Ever since it won the prestigious Palme d’or at Cannes, the controversy that has been following around Blue is the Warmest Color has made the whole affair much larger than the actual scope of the film itself. I suppose it comes with the territory of earning an NC-17 rating for its graphic depiction of lesbian sex.

If one is so inclined to learn of the supposed ordeal that was the making of the film and the aftermath, then all you need to do is to read about director Abdellatif Kechiche’s insanely paranoid open letter. A few aspects of the film lend itself to suggesting grander ambitions, with its lengthy run time of almost three hours and an excessively wide aspect ratio of 2.35:1.
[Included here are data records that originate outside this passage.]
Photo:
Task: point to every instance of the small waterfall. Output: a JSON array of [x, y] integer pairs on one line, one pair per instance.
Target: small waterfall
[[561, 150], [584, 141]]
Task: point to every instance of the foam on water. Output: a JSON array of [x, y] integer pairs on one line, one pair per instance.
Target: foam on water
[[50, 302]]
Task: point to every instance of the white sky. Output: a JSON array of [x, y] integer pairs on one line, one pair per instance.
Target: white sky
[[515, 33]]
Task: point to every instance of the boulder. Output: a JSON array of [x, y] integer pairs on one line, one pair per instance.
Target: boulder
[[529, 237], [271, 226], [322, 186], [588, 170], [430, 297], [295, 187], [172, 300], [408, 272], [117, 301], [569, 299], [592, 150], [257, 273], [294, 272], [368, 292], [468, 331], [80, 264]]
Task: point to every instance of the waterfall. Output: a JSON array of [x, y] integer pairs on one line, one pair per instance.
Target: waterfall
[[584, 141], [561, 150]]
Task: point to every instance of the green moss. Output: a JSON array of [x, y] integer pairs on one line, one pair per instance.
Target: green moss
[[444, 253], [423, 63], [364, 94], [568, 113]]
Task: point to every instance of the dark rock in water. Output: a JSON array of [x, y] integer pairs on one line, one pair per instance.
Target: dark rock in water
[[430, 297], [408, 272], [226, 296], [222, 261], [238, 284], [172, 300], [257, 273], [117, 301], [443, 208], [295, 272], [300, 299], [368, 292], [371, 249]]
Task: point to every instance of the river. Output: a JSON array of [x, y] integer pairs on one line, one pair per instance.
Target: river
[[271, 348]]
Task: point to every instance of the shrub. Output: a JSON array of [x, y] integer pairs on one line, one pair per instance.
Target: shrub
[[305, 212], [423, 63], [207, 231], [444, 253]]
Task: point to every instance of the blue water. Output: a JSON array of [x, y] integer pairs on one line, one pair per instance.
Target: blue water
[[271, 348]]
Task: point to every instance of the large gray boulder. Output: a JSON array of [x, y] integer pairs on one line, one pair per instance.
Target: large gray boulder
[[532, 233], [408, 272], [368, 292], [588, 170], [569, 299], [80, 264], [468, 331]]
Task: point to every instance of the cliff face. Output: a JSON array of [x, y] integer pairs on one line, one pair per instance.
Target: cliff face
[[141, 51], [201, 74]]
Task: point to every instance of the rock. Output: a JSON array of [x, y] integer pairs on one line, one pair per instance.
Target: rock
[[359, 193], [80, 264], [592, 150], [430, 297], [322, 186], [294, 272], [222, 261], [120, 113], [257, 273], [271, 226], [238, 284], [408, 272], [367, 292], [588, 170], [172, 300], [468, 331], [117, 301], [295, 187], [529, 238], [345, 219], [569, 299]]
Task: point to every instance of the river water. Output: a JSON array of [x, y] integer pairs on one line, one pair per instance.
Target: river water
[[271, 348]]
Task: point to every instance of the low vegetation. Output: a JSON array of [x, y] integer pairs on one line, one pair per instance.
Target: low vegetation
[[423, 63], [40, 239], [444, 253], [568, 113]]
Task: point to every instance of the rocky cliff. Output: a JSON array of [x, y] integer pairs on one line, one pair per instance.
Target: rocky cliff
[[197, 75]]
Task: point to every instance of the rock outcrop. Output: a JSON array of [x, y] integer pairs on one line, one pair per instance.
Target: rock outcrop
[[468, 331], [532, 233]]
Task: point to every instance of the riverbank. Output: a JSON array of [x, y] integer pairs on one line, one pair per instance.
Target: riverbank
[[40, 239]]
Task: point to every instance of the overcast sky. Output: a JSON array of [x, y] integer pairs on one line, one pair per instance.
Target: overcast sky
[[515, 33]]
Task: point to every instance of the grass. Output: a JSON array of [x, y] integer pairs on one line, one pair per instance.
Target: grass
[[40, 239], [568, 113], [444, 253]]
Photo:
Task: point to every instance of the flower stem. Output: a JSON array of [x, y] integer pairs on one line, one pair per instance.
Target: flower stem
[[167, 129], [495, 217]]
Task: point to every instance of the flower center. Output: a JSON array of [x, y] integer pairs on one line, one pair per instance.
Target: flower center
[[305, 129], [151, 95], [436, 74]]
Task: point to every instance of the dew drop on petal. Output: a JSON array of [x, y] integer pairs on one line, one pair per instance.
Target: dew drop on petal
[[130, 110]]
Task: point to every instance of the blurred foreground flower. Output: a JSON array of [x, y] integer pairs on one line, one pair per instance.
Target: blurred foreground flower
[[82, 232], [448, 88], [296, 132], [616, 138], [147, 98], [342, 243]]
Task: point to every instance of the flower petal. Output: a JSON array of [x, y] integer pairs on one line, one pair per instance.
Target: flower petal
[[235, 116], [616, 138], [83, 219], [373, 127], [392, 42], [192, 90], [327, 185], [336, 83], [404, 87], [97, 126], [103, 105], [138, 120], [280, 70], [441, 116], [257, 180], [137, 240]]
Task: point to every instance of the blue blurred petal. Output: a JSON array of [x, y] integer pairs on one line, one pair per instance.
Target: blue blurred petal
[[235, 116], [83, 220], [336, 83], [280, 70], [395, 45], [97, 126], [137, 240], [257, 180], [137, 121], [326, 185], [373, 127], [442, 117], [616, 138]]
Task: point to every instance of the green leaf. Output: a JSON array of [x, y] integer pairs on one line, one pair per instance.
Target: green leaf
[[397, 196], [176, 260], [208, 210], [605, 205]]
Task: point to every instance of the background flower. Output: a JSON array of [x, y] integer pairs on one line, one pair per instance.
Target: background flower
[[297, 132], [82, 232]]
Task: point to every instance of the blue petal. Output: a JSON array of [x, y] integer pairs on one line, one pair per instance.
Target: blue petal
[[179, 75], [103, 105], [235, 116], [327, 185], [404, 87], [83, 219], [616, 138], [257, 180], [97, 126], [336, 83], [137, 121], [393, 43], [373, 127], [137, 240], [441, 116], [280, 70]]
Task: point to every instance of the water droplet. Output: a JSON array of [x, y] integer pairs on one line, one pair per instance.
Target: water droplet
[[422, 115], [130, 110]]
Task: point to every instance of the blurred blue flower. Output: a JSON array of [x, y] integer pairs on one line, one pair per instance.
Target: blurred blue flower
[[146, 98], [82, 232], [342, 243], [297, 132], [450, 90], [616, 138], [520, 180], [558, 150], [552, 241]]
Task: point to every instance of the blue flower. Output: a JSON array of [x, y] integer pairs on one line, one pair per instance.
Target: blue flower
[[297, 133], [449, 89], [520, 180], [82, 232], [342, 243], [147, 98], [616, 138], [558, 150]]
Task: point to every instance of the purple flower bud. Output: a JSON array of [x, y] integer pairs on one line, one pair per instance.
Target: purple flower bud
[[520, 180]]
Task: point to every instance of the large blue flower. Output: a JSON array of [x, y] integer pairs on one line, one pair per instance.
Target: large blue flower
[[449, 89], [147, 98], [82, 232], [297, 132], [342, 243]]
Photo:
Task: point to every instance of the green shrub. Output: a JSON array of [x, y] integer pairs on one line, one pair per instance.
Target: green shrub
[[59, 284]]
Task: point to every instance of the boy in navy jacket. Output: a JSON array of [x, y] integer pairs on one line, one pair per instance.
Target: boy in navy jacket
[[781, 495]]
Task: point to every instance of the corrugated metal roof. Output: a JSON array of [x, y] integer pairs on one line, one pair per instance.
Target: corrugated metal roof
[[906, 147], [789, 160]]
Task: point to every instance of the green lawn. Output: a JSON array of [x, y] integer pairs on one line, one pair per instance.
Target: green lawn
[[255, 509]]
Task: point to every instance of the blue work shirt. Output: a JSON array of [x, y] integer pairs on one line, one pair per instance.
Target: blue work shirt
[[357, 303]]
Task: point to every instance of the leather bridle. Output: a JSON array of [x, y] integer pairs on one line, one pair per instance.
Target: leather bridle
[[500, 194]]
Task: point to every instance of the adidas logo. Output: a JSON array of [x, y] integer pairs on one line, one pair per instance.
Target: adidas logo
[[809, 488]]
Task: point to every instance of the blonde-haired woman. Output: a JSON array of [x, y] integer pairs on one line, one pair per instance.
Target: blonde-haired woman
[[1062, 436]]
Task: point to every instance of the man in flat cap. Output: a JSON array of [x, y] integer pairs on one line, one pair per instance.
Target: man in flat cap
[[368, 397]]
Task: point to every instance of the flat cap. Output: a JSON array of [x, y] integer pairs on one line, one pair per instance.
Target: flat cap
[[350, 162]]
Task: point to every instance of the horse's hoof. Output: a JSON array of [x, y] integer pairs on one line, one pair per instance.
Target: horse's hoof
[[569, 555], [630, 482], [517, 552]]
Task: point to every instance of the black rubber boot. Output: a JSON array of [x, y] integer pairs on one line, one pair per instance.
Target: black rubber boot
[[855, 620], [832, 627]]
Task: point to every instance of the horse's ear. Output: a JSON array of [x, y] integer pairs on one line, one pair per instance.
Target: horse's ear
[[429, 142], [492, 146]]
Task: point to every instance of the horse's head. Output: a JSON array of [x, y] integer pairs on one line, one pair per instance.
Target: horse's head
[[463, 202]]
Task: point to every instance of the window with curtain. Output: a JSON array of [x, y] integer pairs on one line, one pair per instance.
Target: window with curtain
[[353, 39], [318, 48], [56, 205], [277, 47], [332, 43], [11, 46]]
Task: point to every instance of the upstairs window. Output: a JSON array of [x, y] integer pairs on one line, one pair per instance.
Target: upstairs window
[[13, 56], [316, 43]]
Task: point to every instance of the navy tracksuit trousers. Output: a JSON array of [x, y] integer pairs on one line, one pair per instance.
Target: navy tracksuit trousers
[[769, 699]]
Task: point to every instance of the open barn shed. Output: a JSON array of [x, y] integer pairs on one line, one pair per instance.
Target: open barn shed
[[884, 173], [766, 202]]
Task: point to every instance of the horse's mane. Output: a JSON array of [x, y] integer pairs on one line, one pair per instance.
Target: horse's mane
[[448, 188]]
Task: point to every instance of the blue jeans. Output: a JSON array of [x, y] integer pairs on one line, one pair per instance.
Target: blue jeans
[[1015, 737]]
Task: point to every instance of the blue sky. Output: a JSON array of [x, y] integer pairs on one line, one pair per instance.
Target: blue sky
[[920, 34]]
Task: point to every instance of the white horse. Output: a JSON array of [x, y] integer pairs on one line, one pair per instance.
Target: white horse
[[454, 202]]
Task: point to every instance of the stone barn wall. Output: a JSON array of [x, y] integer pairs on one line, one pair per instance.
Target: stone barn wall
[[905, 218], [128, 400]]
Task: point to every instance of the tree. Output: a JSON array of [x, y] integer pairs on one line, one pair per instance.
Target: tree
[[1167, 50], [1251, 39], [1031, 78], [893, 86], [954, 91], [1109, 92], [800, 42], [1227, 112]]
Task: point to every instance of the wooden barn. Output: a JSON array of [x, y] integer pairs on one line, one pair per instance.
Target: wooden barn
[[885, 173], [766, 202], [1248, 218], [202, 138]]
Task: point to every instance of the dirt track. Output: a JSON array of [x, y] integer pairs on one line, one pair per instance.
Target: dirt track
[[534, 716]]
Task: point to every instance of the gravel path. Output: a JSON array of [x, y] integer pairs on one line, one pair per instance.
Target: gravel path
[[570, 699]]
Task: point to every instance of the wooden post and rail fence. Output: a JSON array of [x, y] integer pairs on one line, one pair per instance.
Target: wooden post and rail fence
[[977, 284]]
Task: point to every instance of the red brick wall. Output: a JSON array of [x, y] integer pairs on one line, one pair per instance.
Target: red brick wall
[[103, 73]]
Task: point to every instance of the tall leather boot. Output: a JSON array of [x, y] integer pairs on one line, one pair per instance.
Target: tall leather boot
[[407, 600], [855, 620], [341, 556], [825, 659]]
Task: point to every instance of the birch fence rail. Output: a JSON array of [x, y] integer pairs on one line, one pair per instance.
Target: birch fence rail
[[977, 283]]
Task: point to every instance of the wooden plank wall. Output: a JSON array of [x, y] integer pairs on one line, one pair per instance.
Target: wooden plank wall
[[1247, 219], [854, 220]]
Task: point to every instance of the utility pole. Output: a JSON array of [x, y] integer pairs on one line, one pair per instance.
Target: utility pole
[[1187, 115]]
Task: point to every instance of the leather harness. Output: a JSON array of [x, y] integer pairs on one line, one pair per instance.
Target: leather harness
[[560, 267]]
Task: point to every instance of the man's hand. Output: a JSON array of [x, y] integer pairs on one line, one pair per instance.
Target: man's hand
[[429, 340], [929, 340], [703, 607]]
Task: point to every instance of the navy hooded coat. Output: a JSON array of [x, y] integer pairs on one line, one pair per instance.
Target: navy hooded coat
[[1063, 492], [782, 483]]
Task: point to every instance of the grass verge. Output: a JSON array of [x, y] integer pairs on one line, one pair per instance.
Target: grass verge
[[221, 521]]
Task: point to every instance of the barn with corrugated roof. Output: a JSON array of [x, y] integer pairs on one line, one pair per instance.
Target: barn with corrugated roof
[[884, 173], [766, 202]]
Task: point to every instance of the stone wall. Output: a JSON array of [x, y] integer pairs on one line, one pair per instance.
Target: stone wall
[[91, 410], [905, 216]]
The original (and less silly) French title of the film tells a much more focused and grounded story: La vie d'Adèle: Chapitres 1 & 2. Underneath it all, Blue is the Warmest Color is the coming of age of 15-year-old Adèle (Adèle Exarchopoulos). A story very much in its genesis as the French title implies, Adèle’s life story is only in its genesis when we are introduced to her. From the onset, the only aspect of her life we can pin on her is a dedication to her studies that lead her towards a goal of eventually becoming a teacher. A brief romance with a male classmate (Jérémie Laheurte) and eventual deflowering leaves her wholly unsatisfied and all the more insecure among her peers.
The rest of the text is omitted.